Personally I'd do it in either C or PHP even basic would do it. You like python so go for it!
It's been over 40 years since I used ready built tools to do that sort of thing so lex and yacc are probably not how I remember them.
Nev
On 20/01/2022 15:02, Chris Green wrote:
I'm looking for tools (if there are any) for processing a text file line by line sequentially.
As it goes through the file it needs to make decisions based on the contents of the line(s) of text and change its state as it goes. The decisions it makes depend on the state it's in.
Basically I'm processing some (fairly) fixed format messages from a forum to remove some matched header and trailer lines, modify and output a few other matched lines and simply output the body of the message.
The (most) difficult bit is removing blank lines before something.

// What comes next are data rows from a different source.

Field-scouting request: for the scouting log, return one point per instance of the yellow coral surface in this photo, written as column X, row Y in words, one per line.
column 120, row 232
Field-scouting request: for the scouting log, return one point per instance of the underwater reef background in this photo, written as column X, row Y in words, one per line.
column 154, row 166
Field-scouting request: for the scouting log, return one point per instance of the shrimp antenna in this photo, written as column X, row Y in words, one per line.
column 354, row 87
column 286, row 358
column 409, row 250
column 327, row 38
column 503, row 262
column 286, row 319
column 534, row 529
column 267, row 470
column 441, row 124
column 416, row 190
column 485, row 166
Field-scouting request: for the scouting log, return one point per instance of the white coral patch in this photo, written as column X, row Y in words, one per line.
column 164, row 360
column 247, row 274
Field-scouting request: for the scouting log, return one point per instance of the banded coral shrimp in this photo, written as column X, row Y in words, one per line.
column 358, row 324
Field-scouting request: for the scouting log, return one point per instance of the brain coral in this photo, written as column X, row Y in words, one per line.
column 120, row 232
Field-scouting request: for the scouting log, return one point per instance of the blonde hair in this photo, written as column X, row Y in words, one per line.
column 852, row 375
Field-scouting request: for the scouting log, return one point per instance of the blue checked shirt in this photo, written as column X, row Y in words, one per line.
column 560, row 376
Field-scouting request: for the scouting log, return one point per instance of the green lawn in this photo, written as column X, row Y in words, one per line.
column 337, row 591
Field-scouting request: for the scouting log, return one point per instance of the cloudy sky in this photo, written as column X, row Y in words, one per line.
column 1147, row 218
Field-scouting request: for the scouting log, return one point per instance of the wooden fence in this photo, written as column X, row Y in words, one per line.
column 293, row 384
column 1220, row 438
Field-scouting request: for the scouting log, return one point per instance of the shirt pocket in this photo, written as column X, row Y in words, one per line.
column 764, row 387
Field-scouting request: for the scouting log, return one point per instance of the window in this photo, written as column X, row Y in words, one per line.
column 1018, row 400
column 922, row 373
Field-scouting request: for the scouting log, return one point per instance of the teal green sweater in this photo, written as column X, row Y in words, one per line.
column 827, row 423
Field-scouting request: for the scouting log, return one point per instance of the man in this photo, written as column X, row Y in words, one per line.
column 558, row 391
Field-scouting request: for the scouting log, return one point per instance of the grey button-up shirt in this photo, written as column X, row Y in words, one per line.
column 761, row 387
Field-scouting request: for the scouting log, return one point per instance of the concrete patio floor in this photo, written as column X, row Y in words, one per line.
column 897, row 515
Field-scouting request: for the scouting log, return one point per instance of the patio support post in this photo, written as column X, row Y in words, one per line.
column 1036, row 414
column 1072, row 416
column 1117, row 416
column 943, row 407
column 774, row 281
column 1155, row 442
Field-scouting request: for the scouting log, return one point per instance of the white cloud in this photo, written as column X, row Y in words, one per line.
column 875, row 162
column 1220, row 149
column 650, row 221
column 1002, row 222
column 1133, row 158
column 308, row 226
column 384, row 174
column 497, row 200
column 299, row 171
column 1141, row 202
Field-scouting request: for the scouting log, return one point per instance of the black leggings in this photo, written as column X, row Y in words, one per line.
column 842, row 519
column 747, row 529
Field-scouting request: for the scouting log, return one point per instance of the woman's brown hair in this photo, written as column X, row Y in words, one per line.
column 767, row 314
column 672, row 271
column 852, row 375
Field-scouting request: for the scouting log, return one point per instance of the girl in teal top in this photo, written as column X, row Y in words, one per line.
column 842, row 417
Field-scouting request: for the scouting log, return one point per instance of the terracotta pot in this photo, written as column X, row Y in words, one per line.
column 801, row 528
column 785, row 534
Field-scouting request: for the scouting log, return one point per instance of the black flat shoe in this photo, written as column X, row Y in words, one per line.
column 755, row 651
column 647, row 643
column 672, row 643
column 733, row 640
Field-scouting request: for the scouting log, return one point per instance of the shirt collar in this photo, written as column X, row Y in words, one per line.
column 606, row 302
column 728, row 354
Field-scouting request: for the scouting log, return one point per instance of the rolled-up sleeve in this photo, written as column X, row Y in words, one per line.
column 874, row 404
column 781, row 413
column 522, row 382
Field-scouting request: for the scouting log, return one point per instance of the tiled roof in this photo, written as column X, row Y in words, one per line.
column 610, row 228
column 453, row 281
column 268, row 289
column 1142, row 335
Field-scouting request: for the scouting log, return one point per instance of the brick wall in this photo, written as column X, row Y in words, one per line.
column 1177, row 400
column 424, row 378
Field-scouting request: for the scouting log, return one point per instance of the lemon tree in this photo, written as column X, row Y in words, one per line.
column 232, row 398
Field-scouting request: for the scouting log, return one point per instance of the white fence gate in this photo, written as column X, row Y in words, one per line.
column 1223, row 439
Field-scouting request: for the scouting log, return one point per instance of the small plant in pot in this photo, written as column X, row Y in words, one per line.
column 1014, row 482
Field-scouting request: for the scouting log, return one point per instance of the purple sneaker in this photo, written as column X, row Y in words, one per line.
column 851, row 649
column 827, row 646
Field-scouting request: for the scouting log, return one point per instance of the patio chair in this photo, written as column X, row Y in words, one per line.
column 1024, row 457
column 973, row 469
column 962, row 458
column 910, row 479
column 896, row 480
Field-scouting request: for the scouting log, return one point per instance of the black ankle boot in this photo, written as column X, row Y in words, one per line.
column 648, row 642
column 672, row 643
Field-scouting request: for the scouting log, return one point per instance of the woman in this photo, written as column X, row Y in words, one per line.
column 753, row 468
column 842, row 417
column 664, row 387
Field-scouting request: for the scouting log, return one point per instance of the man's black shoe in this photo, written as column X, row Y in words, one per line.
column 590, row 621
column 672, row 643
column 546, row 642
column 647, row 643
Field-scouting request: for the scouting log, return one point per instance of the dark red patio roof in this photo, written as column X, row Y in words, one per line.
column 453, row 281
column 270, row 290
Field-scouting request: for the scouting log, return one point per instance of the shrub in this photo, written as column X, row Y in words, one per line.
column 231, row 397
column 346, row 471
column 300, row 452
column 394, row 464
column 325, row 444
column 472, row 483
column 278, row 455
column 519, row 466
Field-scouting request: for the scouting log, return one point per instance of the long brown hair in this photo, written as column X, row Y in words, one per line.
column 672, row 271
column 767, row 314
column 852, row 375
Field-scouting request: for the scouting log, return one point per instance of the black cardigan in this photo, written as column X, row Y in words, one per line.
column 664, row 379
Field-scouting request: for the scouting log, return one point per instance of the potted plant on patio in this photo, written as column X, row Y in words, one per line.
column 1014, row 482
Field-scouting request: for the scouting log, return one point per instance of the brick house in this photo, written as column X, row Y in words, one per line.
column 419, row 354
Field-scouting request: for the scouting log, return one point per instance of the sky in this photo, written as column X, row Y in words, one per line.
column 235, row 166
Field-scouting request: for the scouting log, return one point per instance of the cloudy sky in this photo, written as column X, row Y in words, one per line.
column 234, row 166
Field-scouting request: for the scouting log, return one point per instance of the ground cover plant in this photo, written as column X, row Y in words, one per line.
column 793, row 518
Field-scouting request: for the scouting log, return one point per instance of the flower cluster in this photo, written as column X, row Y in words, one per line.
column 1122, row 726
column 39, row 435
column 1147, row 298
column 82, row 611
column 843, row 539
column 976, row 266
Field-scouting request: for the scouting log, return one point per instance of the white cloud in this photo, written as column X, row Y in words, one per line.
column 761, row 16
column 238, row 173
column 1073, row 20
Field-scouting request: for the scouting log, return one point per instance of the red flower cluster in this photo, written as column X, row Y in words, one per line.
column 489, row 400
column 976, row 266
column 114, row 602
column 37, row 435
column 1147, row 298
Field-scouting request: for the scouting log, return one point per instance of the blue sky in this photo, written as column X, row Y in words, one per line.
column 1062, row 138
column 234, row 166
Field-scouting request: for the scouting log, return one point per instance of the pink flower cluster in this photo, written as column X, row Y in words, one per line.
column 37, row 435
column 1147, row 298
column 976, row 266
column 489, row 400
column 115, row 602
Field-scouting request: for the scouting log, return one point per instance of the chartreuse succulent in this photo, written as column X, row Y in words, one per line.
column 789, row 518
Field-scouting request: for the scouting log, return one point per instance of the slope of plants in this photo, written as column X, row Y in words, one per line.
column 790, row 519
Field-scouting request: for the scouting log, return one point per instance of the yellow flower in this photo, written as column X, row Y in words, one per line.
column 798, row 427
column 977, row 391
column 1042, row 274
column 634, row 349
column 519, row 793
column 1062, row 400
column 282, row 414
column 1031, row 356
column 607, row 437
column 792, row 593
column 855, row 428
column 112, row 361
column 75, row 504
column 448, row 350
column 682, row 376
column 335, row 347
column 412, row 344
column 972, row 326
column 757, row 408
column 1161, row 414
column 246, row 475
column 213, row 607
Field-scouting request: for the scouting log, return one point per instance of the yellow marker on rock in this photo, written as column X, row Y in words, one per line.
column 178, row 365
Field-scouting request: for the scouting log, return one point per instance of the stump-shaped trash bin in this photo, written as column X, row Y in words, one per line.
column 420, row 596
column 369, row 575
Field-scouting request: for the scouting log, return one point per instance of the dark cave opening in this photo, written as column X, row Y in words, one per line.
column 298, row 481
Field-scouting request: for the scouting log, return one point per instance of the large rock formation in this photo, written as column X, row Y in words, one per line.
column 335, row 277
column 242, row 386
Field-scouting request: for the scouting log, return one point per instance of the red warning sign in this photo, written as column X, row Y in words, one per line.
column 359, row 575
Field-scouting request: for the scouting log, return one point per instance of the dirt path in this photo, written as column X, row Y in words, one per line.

E.g. we have a message that starts:-
A new topic has been created on the forum Message Subject : weed webinar 31 January Category : Waterways Continental Europe Posted by : Fred Bloggs
I want to delete everything up to and including the blank line after 'Message Subject' then keep (i.e. output) the 'Category' line and the 'Posted by' lines without the blank lines in between.
I can't delete all blank lines because I want to retain spacing in the message body later. So I need to be able to do things like deleting blank lines unless I am in the message body.
Are there specific tools for doing this sort of thing or should I just write a program (probably in Python) that reads lines, does actions as required and remembers its state as it goes?
I got some of the way using sed but it's very difficult to 'delete the line before XXXX' with sed. It *might* be that awk would be better but I don't see it handling the state/sequential bit any better than sed.
Any/all advice would be very welcome.